I didn't even have nightmares nor hearing hallucinations. And now I understand
all
the words spoken again."
*That's a good sign* stressed Entity, floating in
front of him. *If the aftereffects are already disappearing, the harm you
suffered should heal naturally without problems. By the way, the captain
of the dolphins' ship sent you the best regards of him and his crew for
a prompt recovery, as well as his excuses for the horrible accident.*
"Uh, that wasn't necessary..."
*I myself do wish to give you my most sincere excuses,
as well. I had not been scanning the ship for harmful sound frequencies,
taking it for granted that all the sound devices had been disabled. It
has been a terrible fault by my part, which I ensure will never happen
again.*
"Oh, cheer up! I'm safe, I'm not? Now I remember
only a few things about it all. It seems impossible, at that time I felt
the sensations so clearly... It all happened in nearly an hour, you were
saying yesterday? To me it seemed just a few minutes."
"Fifty five minutes to be precise, but now try not
to think too much about it. That was an awful experience. Even most dolphins
can't stand that kind of stimulation for so much time without getting harmed."
The tigress drew a small table near, pouring the
tea in two huge cups, then handed him one. The strong aroma of the Hynosian
infusion felt very good.
"Well, you know me mon ami, I can't avoid being
curious... and to be sincere I'm quite fascinated by the dynamics of what
happened, and I'm pretty sure you are too. Bordermusic... I had never heard
about it in all the years I've spent studying at the tech academy back
on Renardène. I just drew four bad cards in a row. The first when
we helped a crew with a bordermusic fan in it... the second when the ship's
computer collapsed disabling the sound isolation system... the third when
the bordermusic system in our friend's room was activated by overload...

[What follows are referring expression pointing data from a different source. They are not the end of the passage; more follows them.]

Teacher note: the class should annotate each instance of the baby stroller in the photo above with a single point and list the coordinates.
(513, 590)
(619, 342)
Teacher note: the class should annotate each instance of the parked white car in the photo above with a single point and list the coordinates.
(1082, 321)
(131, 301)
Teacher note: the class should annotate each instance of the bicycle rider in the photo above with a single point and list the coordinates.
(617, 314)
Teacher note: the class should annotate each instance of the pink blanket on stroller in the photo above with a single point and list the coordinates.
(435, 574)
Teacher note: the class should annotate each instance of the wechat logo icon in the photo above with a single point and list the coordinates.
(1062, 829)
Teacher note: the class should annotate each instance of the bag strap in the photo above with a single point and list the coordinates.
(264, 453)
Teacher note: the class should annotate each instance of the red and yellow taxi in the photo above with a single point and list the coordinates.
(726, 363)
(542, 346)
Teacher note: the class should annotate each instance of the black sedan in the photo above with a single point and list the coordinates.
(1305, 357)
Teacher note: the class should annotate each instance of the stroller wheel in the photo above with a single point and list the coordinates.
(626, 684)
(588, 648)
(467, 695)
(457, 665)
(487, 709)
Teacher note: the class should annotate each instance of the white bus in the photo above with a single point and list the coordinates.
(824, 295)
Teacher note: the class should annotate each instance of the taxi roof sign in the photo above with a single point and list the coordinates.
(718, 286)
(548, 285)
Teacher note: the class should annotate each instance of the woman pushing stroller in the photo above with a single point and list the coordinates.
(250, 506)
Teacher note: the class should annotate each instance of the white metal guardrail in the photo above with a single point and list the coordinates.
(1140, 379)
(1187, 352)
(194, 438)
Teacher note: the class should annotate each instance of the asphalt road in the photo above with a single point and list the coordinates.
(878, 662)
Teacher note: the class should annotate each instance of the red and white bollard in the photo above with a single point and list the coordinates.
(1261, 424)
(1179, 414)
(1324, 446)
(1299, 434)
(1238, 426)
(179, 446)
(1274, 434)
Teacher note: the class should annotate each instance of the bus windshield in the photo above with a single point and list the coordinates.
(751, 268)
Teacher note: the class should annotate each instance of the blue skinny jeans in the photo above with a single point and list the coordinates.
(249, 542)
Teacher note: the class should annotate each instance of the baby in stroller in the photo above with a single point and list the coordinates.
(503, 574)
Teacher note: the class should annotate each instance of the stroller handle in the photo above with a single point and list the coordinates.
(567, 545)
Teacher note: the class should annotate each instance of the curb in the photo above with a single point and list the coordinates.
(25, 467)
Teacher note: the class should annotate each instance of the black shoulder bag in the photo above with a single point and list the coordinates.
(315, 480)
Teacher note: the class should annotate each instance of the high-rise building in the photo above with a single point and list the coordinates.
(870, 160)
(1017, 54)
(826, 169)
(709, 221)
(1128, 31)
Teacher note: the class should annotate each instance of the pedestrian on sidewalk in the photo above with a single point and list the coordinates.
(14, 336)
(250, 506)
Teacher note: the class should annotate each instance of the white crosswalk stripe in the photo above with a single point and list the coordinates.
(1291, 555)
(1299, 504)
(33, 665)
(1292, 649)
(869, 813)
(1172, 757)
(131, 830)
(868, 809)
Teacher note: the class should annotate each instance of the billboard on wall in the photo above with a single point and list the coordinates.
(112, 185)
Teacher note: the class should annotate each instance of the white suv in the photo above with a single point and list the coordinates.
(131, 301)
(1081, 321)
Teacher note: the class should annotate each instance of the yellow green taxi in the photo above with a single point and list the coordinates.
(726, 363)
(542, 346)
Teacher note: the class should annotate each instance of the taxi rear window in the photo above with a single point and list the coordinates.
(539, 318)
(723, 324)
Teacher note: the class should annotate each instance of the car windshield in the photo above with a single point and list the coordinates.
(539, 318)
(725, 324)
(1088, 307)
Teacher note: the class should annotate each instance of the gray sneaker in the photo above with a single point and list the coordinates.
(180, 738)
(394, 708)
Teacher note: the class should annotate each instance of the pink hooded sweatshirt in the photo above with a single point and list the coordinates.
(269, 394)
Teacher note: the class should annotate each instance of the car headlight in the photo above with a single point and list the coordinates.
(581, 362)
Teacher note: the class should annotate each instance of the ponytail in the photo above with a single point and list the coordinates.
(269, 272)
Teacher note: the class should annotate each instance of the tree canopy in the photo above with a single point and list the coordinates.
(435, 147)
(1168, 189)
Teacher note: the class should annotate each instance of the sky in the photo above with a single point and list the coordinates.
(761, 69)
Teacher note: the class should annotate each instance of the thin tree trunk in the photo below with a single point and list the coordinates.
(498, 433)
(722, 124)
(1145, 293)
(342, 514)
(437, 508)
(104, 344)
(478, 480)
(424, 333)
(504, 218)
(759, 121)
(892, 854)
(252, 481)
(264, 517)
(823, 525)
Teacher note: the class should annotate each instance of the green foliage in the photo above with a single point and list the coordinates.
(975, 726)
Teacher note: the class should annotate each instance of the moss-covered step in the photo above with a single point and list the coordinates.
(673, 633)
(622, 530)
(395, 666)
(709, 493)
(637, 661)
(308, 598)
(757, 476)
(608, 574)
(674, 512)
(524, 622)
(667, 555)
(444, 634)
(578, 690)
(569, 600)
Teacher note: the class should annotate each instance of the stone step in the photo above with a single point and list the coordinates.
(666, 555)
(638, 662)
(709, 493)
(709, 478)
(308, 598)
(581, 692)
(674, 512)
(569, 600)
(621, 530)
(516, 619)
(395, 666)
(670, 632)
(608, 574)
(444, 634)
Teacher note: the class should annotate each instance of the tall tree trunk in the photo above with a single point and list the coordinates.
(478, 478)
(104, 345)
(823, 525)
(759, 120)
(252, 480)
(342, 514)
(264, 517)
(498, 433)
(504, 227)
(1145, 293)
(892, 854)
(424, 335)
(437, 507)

and the last when I found myself swimming near to the system, and nearly
got my brains toasted. Isn't such things which make our work funny?"
Blink shrugged and slowly shook her head, looking
all but convinced; her scent betrayed the worry for his status still. Part
of her DNA, he thought.
"Mmm... usually... except when it goes that
near. It's just for luck we left the asteroid fields in time and managed
to open a breach in the hull in the right spot" she muttered. He sighed,
staring at the large white feline quickly sipping the tea lick by lick,
as her people used to. He stood silent for a while after finishing his
own.
"You see, the most horrible thing was feeling unable
to react... and most of all unable to sense the surrounding. I felt my
awareness run away piece by piece. And so fast! Gods, it was..." He sighed
slowly, closing his eyes. His whiskers trembled.

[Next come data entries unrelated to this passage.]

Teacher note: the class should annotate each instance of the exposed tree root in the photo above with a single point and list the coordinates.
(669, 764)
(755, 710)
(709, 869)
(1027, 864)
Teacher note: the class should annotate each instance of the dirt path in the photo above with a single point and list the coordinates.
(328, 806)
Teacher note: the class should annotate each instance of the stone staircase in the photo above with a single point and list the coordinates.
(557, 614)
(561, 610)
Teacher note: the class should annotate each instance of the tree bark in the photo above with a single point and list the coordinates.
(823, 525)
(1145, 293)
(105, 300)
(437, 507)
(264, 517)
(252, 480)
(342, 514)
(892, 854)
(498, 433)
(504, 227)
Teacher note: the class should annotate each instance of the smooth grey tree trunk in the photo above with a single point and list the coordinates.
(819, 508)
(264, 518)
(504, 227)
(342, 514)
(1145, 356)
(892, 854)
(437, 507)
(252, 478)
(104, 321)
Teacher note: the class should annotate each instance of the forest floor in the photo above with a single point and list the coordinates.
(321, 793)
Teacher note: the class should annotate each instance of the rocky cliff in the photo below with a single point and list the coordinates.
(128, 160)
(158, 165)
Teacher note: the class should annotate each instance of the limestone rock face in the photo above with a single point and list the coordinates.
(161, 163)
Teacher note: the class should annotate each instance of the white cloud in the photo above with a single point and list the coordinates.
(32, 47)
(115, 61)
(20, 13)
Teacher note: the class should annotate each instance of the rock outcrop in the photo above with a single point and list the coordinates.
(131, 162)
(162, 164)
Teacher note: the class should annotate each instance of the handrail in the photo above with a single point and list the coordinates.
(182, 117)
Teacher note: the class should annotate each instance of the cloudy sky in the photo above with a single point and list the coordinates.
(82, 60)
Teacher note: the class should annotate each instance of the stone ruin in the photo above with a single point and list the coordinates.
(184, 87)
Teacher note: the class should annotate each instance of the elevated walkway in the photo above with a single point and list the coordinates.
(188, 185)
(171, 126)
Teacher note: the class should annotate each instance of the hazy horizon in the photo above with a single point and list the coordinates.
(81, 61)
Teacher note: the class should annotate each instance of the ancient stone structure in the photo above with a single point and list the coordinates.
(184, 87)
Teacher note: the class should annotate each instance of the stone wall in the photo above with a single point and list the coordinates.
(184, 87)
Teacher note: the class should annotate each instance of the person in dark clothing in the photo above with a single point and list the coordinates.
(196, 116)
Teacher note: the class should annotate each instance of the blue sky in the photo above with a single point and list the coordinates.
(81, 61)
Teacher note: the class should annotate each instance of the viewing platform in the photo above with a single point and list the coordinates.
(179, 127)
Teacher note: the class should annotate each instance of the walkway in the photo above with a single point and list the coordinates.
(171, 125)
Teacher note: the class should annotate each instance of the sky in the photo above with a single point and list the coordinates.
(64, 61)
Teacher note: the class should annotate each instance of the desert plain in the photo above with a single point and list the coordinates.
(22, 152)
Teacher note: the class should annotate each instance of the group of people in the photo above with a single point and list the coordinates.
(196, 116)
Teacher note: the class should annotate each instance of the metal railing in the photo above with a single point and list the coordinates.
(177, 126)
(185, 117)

"You know how much I... my people relies on direction
sense. For a moment I thought I'd never had regained it. Moving through
the ship, and seeing it pass without feeling it... like being deaf
and unable to smell and blind forever. Worse."
Blink just nodded, flipping her tail.
*I guess losing the sense of surrounding would be
equally frightening for me as well. I have found that it is one of the
most developed senses in both our species* observed Entity.
While retrieving the empty mug, the feline's eye
fell on her own claws, half retracted.
"I see I can hardly understand what does it mean
to you. Perhaps it's something like being paralyzed would be for a Rah'Warian."
Jean raised a finger. "Exact, you got it. Stay sure
it's the most appropriated similitude."
"Well, now rest at will, my friend. I ensure we'll
need to be really in shape for next mission!" she said with a smile.